L’accompagnement des salariés
Afin de donner aux salariés les moyens de se réaliser dans le travail, il faut restaurer des espaces de discussion et d’autonomie dans le travail. Selon les experts, cela suppose de : - généraliser les espaces de discussion sur les pratiques professionnelles ; - systématiser les marges d’autonomie dans l’organisation, y compris dans l’application des process et dans les métiers les plus répétitifs et contraints ; - systématiser les possibilités de recours au supérieur n + 2, afin d’agir contre le stress généré par des relations interpersonnelles difficiles. Par ailleurs, les entreprises doivent développer le collectif en valorisant les solutions collectives apportées aux difficultés dans le travail, ou en introduisant des critères collectifs dans la rémunération variable des managers. De même, pour éviter de laisser le salarié seul face à ses problèmes, le rapport propose de l’accompagner en sensibilisant le plus largement possible l’ensemble des acteurs à la santé au travail.
Le dialogue social, une priorité
Autre proposition : relancer la négociation sur les sujets de santé au travail à tous les niveaux. Les branches pourraient mener des négociations sur les facteurs de risques pour la santé psychologique propres à chaque métier. Elles pourraient aussi être investies d’une mission particulière de soutien à la prise en charge des risques psychosociaux au sein des très petites entreprises en négociant des plans d’action. Les entreprises de plus de 50 salariés devraient prévoir un bilan et un plan d’action annuels sur les risques psychosociaux pour nourrir le programme de prévention. Pour mieux associer les CHSCT à cette problématique, le rapport propose de renforcer la formation de ses membres sur les sujets de santé psychologique et de donner une nouvelle légitimité au comité par l’élection directe de ses membres. Il faut aussi clarifier la répartition de ses compétences avec les autres IRP, voire dans certains cas regrouper les compétences des comités d’entreprise et CHSCT dans une instance unique.
Études d’impact et outils de mesure
« Tout projet de réorganisation ou de restructuration doit mesurer l’impact et la faisabilité humaine du changement ». Une étude d’impact humain doit analyser les conséquences du changement, y compris les risques psychosociaux et les besoins de compétences, en associant les partenaires sociaux et les managers de proximité.

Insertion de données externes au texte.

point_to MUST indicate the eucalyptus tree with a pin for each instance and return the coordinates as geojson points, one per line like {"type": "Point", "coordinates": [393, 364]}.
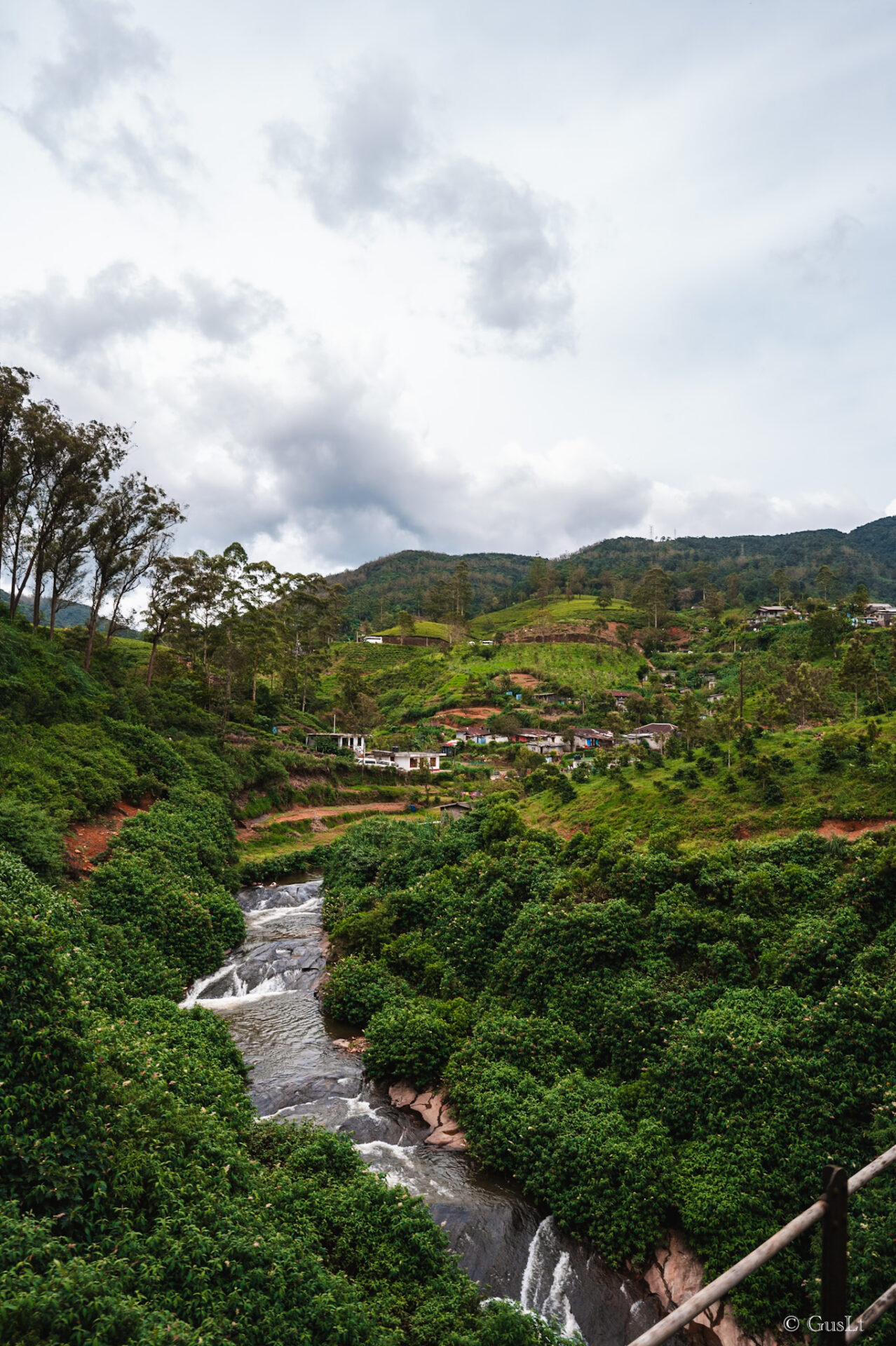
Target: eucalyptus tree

De même, « sans outils de mesure, il n’est pas possible de modifier les comportements ». Ces outils doivent être adaptés à l’entreprise et « simples pour se traduire en plan d’action ». Les entreprises sont notamment invitées à élaborer « un diagnostic objectivé et discuté par l’ensemble des parties prenantes ». Enfin, les entreprises ne doivent pas transférer les risques psychosociaux sur leurs fournisseurs, et doivent intégrer l’impact humain dans les délais de mise en oeuvre des décisions économiques.